The World Chess Boxing Organisation (WCBO) is the governing body of the sport chessboxing. The WCBO was founded by the late Iepe Rubingh, founder of the sport, in 2003 and has its headquarters in Berlin, Germany. Its current president is Montu Das from India.

The principal tasks of the WCBO include: training people in the number one thinking sport and the number one fighting sport and the combination of both; building up a worldwide structure of chess boxing clubs and organisations; promoting chess boxing; and holding championship and promotional fights.

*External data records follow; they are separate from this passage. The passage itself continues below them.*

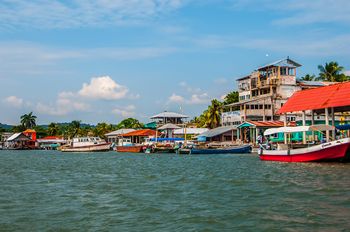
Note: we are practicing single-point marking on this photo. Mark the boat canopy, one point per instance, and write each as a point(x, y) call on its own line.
point(298, 129)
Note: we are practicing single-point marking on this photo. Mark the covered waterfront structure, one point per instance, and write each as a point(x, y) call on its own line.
point(326, 101)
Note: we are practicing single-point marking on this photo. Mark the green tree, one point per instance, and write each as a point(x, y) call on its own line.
point(308, 77)
point(213, 114)
point(130, 123)
point(332, 72)
point(28, 120)
point(53, 129)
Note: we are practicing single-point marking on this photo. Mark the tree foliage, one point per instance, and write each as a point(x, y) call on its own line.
point(332, 72)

Currently, affiliated chessboxing organisation with WCBO:
Chess Boxing Organisation of India
Turkey Chessboxing Federation
Italian Chessboxing Federation
France Chessboxing Federation
Russian Chessboxing Federation
Chile Chessboxing Association
Latvia Chessboxing Federation
Kazakhistan Chessboxing Federation
The Chess Boxing Club Berlin (founded in August 2005)
The Bulgarian Chess Boxing Organisation (founded in October 2005)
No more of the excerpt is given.